L’Institut français d’archéologie orientale a effectué le travail de prospection épigraphique au Ouadi Hammamat. L’objectif de cette mission consistait au repérage et à la vérification des textes connus, la recherche de graffitis nouveaux, l’établissement d’un plan topographique du site. L’équipe a trouvé 250 inscriptions nouvelles, dont un long texte du règne de Mérenrê, une inscription du Moyen Empire, quelques graffitis du Nouvel Empire.

Papyrus de Turin décrivant le chemin d’accès aux mines de Faouakhir

Sous la domination grecque et romaine

C’est sous la domination grecque et surtout romaine, que les Égyptiens vont établir des ports de commerce durables trafiquant avec l’Arabie et les Indes sur la côte de la mer Érythrée, par exemple Myos Hormos, au IIe siècle av. J.‑C., dont l’intensif négoce va faire la richesse, notamment celui de la soie et des épices, vivement réclamées par les notables de l’époque.

De plus, il va s’y organiser une exploitation systématique des vastes carrières et des riches mines du Ouadi Hammamat, et s’y installer, généralement au carrefour de plusieurs routes, des séries de fortins occupés par des soldats, des policiers ou des auxiliaires. On parlera de praesidia (sg. praesidium), autour desquelles vont se développer de véritables villes, abritant militaires, ouvriers, commerçants et artisans, près à accueillir les caravanes, les expéditions ou les groupes de mineurs. Pendant le Bas Empire, des thermes, des écuries, des maisons closes, des temples et des nécropoles seront aménagés dans les plus grandes.

Les Romains vont ainsi exploiter les anciennes galeries aussi bien qu’en creuser de nouvelles. Deux grandes carrières, propriétés de l’empereur, fourniront la matière première : Mons Claudianus, source, entre autres, de la superbe granodiorite, utilisée pour de nombreux édifices, et Mons Porphyrites, matrice de la porphyre rouge, si prisée par Byzance.

Sur la via Hadriana, la voie impériale longeant la côte, où les pillards et les nomades sont omniprésents, seront construits moult postes de surveillance ainsi que des hydreumata, d’importantes citernes à eau.

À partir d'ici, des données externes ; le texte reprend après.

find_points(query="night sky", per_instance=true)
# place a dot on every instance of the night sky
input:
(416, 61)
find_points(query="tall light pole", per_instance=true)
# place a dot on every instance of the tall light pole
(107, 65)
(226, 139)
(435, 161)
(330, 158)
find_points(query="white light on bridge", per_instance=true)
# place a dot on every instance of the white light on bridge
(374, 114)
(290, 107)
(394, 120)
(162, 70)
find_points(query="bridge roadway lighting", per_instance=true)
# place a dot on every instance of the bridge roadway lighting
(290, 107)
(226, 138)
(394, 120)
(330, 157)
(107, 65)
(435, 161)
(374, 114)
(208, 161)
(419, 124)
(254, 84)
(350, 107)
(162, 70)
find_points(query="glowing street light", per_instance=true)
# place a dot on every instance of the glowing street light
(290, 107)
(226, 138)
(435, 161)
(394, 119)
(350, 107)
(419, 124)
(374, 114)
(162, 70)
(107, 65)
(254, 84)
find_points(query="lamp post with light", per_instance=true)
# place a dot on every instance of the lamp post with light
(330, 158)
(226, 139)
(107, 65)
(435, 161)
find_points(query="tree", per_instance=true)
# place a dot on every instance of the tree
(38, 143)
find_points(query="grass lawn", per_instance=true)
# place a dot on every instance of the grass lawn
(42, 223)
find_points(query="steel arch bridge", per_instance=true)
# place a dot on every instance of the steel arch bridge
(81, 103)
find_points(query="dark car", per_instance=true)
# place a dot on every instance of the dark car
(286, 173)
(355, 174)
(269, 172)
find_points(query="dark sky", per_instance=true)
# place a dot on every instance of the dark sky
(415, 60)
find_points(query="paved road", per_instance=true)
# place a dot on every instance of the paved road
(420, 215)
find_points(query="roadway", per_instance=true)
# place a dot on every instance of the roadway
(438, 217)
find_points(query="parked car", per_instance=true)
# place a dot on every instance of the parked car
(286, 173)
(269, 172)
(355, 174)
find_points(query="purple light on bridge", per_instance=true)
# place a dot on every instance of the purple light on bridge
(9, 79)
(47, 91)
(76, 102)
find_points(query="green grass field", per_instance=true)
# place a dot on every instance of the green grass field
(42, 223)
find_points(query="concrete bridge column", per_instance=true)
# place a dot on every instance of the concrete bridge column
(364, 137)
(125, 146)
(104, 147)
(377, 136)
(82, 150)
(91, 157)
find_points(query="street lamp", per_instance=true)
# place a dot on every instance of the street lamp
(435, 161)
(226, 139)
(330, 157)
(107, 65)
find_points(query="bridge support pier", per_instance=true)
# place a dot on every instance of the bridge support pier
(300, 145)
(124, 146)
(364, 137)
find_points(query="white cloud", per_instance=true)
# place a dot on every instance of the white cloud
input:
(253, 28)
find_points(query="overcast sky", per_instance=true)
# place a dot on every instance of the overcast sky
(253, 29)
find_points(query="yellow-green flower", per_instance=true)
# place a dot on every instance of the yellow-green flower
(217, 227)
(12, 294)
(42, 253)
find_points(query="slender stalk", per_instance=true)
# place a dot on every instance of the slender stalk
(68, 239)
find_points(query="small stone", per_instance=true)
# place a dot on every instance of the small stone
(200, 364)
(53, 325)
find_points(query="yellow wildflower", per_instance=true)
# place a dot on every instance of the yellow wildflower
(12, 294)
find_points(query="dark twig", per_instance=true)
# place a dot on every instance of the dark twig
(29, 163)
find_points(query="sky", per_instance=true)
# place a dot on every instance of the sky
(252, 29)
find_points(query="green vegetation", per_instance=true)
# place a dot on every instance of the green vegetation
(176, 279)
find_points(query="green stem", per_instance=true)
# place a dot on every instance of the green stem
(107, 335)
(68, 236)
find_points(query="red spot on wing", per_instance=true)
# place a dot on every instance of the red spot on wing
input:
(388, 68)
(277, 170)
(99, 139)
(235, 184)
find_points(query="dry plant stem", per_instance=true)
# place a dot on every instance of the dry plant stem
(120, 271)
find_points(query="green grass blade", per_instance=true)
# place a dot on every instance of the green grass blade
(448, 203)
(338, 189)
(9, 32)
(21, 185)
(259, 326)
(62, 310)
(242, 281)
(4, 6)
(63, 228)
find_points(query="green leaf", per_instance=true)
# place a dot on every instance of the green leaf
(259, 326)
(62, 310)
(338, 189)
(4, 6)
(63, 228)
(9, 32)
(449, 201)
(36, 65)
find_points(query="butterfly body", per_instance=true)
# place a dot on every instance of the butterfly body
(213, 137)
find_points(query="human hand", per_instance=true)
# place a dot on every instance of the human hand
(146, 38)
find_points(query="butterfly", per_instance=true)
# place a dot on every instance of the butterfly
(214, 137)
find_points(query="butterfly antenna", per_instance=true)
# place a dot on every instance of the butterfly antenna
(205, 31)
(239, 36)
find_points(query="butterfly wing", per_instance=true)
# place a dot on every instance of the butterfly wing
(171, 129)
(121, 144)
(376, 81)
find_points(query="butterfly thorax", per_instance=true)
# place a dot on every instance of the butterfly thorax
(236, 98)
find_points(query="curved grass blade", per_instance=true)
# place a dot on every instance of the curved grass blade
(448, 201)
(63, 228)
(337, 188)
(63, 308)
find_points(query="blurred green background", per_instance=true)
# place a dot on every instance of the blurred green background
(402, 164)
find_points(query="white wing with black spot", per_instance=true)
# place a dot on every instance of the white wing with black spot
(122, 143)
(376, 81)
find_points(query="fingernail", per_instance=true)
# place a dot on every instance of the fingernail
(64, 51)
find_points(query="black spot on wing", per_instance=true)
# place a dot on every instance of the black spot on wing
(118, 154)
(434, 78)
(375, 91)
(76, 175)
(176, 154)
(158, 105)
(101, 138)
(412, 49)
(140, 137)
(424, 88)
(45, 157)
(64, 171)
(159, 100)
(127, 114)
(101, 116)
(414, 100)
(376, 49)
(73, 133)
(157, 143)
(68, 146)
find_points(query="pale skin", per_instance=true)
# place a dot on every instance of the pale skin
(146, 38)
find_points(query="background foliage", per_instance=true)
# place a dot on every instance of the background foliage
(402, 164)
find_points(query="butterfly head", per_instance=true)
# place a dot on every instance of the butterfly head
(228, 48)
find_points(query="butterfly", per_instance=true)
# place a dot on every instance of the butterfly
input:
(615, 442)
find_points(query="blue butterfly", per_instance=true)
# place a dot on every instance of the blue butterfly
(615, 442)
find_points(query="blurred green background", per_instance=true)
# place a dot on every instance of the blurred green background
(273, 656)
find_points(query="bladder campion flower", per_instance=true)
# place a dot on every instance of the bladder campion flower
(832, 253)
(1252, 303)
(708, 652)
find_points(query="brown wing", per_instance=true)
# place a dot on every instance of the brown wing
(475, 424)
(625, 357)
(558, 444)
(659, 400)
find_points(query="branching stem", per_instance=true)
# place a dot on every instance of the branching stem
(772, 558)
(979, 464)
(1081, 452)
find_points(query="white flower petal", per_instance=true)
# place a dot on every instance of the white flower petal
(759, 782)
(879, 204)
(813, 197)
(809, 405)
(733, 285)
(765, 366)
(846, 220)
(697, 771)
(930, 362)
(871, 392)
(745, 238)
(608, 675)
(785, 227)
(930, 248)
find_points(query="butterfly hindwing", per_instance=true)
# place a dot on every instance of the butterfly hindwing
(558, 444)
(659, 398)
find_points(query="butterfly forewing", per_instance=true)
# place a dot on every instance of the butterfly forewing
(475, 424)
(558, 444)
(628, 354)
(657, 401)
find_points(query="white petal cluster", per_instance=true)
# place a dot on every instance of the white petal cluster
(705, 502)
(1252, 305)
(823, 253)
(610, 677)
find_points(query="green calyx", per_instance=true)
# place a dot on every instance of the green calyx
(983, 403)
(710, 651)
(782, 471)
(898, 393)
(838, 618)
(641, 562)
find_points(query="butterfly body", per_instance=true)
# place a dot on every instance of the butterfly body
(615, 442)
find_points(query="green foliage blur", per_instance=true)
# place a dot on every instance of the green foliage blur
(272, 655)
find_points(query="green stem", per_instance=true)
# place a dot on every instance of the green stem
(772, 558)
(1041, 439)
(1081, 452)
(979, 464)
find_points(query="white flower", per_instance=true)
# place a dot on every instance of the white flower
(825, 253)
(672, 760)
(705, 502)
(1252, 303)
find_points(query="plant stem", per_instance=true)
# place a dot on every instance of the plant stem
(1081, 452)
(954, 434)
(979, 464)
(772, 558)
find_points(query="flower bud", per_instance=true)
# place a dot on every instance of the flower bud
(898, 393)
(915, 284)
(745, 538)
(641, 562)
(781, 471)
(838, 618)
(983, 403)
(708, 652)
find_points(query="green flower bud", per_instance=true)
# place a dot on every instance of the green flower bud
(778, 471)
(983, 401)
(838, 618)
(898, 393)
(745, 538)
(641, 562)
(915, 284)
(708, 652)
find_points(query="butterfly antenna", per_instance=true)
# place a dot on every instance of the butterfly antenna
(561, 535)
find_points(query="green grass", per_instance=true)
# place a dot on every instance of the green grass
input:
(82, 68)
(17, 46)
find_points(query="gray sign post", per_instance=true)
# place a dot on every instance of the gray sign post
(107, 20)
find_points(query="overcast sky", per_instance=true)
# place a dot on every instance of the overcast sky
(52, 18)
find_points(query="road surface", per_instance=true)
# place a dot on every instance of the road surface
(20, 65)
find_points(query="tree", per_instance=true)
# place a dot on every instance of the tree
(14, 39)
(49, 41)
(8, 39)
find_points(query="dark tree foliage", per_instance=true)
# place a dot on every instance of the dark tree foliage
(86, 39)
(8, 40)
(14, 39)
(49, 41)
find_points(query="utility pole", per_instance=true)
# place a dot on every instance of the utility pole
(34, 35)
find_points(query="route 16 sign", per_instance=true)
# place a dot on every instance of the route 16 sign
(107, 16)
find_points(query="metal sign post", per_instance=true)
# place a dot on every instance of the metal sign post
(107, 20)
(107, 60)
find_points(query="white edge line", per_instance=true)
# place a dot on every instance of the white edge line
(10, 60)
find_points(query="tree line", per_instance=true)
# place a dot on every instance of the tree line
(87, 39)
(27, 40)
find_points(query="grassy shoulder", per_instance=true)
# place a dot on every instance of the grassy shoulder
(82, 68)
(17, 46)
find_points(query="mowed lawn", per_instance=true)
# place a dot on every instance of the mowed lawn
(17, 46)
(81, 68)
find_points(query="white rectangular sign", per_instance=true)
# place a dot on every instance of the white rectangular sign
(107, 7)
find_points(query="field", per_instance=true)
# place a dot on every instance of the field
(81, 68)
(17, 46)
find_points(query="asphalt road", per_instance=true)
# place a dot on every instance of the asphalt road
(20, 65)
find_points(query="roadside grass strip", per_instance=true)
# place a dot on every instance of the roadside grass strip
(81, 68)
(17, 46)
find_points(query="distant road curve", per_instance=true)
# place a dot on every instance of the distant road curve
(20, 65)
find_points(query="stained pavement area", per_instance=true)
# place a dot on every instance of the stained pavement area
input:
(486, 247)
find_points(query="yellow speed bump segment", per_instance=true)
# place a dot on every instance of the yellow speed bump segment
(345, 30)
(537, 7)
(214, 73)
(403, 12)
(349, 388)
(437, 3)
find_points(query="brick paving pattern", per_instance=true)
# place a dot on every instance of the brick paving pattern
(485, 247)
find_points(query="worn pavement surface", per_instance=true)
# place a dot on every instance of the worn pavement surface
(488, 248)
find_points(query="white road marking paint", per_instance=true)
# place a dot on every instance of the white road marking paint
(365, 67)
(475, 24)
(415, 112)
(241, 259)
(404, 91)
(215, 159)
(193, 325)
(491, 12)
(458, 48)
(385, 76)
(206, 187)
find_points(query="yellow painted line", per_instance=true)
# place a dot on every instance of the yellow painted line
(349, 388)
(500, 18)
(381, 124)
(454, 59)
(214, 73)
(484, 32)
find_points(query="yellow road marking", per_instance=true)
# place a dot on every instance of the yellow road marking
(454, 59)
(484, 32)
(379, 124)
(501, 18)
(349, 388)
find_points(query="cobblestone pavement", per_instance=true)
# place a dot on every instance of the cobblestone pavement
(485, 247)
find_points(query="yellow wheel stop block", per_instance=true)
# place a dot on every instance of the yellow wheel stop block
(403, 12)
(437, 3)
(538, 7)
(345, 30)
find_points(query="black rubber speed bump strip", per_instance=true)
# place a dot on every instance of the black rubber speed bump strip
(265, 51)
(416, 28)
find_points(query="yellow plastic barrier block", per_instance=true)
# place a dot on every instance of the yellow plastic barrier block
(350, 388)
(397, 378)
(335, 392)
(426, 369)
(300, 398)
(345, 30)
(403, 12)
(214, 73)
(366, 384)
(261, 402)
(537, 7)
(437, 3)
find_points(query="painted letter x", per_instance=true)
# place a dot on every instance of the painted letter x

gravures rupestres du Ouadi Hammamat

Sous la domination musulmane

L’exploration du Ouadi Hammamat s’est poursuivi longtemps. Mais bientôt, aux alentours du XIVe siècle, sous les Mamelouks, les carrières et les mines ont été définitivement abandonnées au profit de la seule utilisation de l’oued comme raccourci au pèlerinage mecquois. En effet, des navires faisaient le lien entre Aidhab et la côte arabique.